彼の手にしている煮やっこは彩りのキノコの入った、熱いあんかけが掛かっており、香しい香りを立てている。アウルは既に自分のを平らげており、今だ手を付けられていないシンの分をかすめ取ったのであった。

「勝手にそう解釈すんな!返せ、この食欲魔神!!」
「はっ、誰が!」

アウルは自分の分を取り戻そうと手を伸ばしたシンの腕をかいくぐり、そのまま大口を開けて飲み込んでしまった。奮闘空しく、目の前でアウルの口の中へと消えてしまった煮やっこにシンの瞳は大きき見開かれ、彼の口からは泣き声に近い悲鳴が飛び出す。

「あ〜っ」
「あつふい〜」

悔しさ故に涙目になるシンと熱さ故に涙目になるアウル。
ロアノーク家の食卓は朝からてんやわんやの騒ぎだった。
同じような反応を見せる二人にこいつらの前世は絶対に双子だったに違いない、とスティングは渋い顔をして彼らを見やる。昨夜遅くまで勉強していたせいか、スティングは朝から頭痛があったのだが、この騒ぎで更にひどくなったような気がしていた。そこへロアノーク家の末っ子、ステラが困った顔をして食卓に顔を出した。この家の家長がどんなに揺すぶっても起きてこないのだという。除夜の鐘のようにやかましく鳴り響く脳内の釣り鐘にスティングはよろめきながらも、また俺の出番かと力無くつぶやいた。ステラに連れられ、寝室にはいると薄暗い部屋の中にこんもりと盛り上がった物体が一つ,規則正しく上下している。その姿に口元をひくつかせたスティングが息を吸い込むと同時に慣れた仕草でステラが耳をふさいだ。

「ね〜お〜、おーきーんーか〜〜〜〜っ!!」

窓ガラスがびりびりと揺れ、ベット脇にある写真立てが音を立てて落ちる。下の食堂でガタガタンと何かが椅子から転げ落ちる音がしたが、スティングは敢えて無視し、彼の声で頭を振動せているネオに向き直った。仮面の中にまで反響したスティングの怒声にしばらくユラユラと頭を揺らしていたネオがようやっと復帰すると早速文句をたれた。

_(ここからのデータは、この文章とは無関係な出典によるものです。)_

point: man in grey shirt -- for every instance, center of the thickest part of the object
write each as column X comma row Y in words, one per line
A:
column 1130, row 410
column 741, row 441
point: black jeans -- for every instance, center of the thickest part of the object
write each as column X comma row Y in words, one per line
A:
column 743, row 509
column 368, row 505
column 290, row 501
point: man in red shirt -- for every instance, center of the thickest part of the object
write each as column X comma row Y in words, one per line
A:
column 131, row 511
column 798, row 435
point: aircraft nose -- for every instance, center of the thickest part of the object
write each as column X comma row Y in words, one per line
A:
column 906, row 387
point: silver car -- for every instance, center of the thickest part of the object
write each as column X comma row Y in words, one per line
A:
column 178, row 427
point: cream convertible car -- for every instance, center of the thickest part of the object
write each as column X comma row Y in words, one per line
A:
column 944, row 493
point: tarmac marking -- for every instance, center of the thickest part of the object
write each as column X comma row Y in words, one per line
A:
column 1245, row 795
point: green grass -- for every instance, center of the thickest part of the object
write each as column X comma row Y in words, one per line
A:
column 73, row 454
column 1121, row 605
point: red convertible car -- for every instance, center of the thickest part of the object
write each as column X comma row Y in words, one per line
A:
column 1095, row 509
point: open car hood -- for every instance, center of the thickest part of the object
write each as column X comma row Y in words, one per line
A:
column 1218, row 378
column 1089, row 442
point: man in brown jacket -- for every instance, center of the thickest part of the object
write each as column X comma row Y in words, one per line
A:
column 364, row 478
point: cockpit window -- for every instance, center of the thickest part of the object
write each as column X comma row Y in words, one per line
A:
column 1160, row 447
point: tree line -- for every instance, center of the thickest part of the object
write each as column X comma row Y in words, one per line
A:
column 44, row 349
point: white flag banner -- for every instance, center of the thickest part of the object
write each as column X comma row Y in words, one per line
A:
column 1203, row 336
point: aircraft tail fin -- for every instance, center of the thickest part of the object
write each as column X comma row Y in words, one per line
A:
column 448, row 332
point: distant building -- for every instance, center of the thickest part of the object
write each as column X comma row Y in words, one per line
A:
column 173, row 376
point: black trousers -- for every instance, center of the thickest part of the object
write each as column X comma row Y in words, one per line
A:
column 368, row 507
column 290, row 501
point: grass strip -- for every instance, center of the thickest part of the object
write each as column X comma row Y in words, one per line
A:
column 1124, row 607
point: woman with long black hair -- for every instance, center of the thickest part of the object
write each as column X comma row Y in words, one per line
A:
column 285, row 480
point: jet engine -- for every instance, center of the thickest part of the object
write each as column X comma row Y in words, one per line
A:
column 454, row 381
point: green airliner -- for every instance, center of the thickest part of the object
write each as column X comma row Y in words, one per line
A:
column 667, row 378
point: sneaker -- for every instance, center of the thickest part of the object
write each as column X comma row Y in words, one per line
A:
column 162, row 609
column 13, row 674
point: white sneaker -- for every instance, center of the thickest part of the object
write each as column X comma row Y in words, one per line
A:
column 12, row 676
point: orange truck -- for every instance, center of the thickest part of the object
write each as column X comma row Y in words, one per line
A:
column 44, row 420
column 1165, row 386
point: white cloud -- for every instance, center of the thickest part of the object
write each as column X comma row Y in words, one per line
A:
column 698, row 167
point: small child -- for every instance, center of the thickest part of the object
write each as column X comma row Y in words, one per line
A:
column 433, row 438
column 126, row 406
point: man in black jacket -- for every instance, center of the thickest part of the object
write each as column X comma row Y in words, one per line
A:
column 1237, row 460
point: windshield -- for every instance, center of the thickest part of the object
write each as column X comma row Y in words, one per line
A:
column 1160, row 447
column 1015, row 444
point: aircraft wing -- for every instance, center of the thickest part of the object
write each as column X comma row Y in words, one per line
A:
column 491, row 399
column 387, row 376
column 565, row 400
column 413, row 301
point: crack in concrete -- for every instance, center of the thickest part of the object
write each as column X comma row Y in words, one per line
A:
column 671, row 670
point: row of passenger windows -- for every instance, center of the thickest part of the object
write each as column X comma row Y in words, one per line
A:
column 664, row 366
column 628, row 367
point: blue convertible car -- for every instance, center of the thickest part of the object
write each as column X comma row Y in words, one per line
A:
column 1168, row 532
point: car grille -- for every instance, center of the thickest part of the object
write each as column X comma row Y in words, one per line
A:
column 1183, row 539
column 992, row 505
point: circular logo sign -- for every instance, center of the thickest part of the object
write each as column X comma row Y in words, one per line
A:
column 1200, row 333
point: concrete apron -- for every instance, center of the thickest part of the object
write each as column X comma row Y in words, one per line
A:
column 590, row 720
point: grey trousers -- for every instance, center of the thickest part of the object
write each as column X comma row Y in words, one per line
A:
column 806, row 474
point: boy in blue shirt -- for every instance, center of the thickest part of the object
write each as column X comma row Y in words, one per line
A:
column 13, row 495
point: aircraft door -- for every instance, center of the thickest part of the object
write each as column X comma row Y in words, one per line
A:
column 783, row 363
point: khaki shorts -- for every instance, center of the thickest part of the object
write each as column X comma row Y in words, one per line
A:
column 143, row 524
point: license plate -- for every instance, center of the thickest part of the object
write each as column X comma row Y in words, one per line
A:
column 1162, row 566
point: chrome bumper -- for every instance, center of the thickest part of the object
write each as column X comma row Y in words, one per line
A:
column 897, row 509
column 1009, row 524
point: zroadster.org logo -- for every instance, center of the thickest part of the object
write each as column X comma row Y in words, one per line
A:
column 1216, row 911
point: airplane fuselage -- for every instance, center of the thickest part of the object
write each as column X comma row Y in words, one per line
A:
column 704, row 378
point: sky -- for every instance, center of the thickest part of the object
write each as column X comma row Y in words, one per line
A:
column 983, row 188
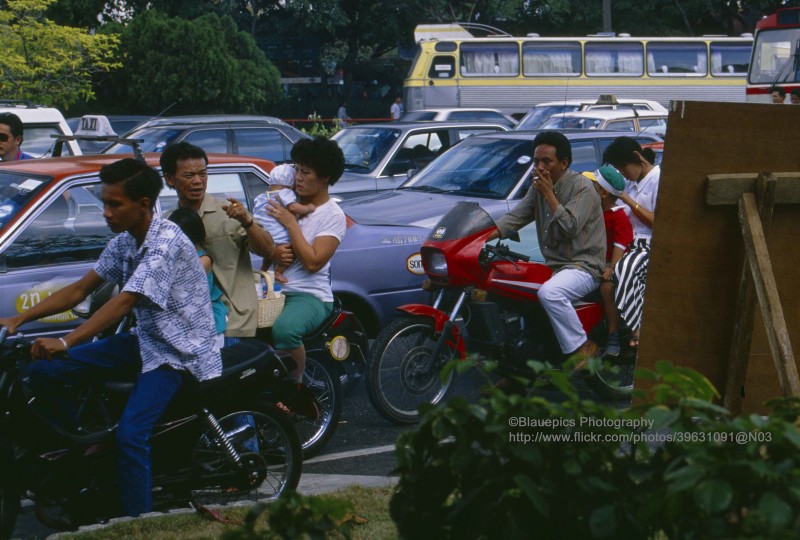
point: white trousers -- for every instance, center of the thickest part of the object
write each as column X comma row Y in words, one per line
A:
column 557, row 295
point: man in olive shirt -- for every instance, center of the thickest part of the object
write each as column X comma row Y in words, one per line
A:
column 571, row 232
column 231, row 234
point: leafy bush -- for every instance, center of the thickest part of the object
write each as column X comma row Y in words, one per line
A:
column 522, row 466
column 297, row 516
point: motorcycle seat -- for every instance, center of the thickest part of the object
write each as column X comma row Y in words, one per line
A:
column 249, row 359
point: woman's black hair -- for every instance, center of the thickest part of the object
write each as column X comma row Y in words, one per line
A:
column 649, row 154
column 622, row 152
column 190, row 223
column 322, row 155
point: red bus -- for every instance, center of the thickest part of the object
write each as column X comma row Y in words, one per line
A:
column 775, row 61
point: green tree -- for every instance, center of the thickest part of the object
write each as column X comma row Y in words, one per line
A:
column 48, row 63
column 205, row 64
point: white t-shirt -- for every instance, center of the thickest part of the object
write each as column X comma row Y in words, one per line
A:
column 267, row 220
column 327, row 220
column 643, row 192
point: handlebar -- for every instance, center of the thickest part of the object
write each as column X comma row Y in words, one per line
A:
column 502, row 251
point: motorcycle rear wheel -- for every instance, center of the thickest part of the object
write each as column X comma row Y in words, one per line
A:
column 273, row 459
column 401, row 373
column 324, row 382
column 614, row 380
column 9, row 490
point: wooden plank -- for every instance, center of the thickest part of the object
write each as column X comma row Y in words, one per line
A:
column 745, row 308
column 767, row 294
column 724, row 189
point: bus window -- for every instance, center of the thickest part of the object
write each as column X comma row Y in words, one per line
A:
column 677, row 58
column 625, row 59
column 773, row 58
column 551, row 58
column 442, row 67
column 728, row 59
column 482, row 59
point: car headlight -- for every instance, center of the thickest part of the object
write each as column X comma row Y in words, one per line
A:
column 434, row 261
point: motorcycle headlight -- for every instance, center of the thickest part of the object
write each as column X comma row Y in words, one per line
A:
column 434, row 262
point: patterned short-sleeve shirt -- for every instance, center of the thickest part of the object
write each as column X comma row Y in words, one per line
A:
column 175, row 324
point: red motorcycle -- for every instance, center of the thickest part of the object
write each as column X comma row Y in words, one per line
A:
column 486, row 305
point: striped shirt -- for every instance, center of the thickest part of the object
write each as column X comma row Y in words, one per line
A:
column 574, row 236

「もーちょっと優しく起こしてくれないかなぁ〜。も〜オクレったら」
「ああ?」

オクレという言葉に反応してギロリと睨む息子に地雷を踏んだかとネオを冷や汗垂らした。それにスティングは表情からして今朝はとても機嫌が悪そうだ。このときのオクレ、じゃなかったスティングには極力逆らわない方が良いとネオは至極懸命な判断を下して、渋々ながら起きあがった。

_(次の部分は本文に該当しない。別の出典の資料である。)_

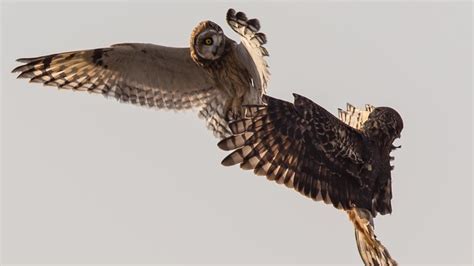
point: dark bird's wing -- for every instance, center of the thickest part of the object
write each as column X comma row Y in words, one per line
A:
column 371, row 250
column 143, row 74
column 251, row 48
column 305, row 147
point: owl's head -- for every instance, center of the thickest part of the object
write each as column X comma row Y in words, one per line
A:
column 207, row 42
column 384, row 124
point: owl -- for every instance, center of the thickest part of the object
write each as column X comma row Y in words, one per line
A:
column 343, row 163
column 215, row 75
column 371, row 250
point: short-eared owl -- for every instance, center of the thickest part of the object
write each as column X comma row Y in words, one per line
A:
column 344, row 163
column 214, row 75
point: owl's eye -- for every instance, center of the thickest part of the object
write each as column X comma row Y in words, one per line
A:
column 208, row 41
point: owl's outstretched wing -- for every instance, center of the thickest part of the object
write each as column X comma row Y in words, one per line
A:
column 251, row 48
column 142, row 74
column 302, row 146
column 371, row 250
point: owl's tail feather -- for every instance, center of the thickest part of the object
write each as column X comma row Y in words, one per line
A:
column 371, row 251
column 216, row 117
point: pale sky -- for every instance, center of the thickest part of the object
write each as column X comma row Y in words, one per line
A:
column 90, row 180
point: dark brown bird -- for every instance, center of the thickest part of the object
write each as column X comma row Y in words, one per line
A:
column 215, row 75
column 306, row 148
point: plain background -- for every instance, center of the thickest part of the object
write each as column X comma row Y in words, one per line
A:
column 89, row 180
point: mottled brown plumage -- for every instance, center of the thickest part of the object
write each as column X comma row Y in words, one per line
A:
column 214, row 75
column 303, row 146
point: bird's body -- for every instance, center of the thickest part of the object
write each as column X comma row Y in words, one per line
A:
column 215, row 75
column 305, row 147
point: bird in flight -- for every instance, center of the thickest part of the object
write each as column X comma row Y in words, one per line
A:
column 214, row 75
column 344, row 163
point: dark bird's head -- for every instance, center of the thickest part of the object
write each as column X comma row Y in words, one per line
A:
column 207, row 42
column 384, row 124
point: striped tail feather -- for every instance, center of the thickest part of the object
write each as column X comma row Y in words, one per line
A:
column 371, row 250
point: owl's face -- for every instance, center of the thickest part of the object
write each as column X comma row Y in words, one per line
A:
column 384, row 122
column 207, row 41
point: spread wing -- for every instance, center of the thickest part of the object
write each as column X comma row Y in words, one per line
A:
column 143, row 74
column 251, row 48
column 302, row 146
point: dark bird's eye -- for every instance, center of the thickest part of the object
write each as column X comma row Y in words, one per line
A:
column 208, row 41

「さっさと飯を食ってくれ。俺は今日小テストがあるんだよ。全くアウルやシンだけじゃなく、ネオまで世話焼かせやがって。ちったステラを見習ってくれよ。なあ、ステラ?」
「うんっ!!」
「よしよし」

満面の笑みを浮かべて頷くステラを可愛くて仕方ないというようにスティングは彼女の頭を撫でる。彼女の可愛い笑顔はスティングの頭痛を和らげてくれる。絹糸のようなその感触に心地よさを覚え、いつまでも撫でていたいという気持ちに駆られたが、彼にはやるべき事が沢山あった。名残惜しげに手を離すと、彼は養父と妹に下に降りて食事をするよ う言いつけ、彼らが降りていくのを見届けるとネオのベットを直しにかかった。ふとベット脇に落ち ていた写真立てに気付き、それを拾い上げる。ひっくり返して見るとそれはスティング達がロアノーク家に来た日に皆で撮った写真だった。大分色褪せていたものの、保存状態がとてもよく、大事にされていたのがよく分かる。

「まだ持ってたのか」

どんなに大人げなくてもやはり父は父なのだ。スティングはその写真に微笑むと頭痛のせいだったとは いえ、ネオに少し辛く当たったのを少し反省した。そして外れかかっていた留め金をなおし、写真立て を戻そうとしたとき、挟まっていたもう一枚の写真が目に入る。見慣れた茶色の髪と瞳の女性の写真 だった。

「・・ラミアス先生・・・?」

何故彼女の写真がここにあるのだろうか?
彼女はステラのクラスの担任で数学の教師だ。何故彼女の写真がここにあるのだろうか?スティングは少し考えていたが、すぐにどうでも良くなってやめた。ネオは3年の生物教師で彼女とは接点はあまりなかったはず。少なくともネオからは何も聞いていない。本人が敢えて言わないでいることを詮索するのはスティングは好きではなかった。話してくれるまで待つかと判断を下すと、写真を元に戻すとスティングはまたベットメイクに戻るのであった。



「さて今日は英語と物理か。やれやれだぜ」

両方とも大変頭を使う教科の小テストにただでさえ痛い頭を更に痛めながらスティングはでひとり学校を目指していた。体調が少し悪かったせいか、思った以上に後かたづけに時間がかかった彼は、養父と弟妹たちを先に学校へとやった。この時間は少し遅刻だが、小テストには間に合うだろうと一人ごちて先を急ぐ。だが頭痛薬を飲んだにもかかわらず、頭痛は一向に良くならない。それどころが周囲の色さえ分からなくなってきていた。

「!?おいっ!!」

誰かが何か言っている。
だがその声はスティングにはとても遠く感じられた。返事をしようにも動きが緩慢に感じられ、やがてゆっくりとスティングの意識は闇へと落ちていった。



気付くと白い世界だった。
どこもかしこも白く、嫌悪感を感じたスティングははじかれるように起きあがった。クン、と左腕が引っぱられる感覚に己の腕を見やると、点滴が取り付けられ、チューブで繋がれていた。
ちょうど病室にいた看護婦を捕まえ状況を聞いていたとき、問診に来ていたトダカに遭遇したのだ。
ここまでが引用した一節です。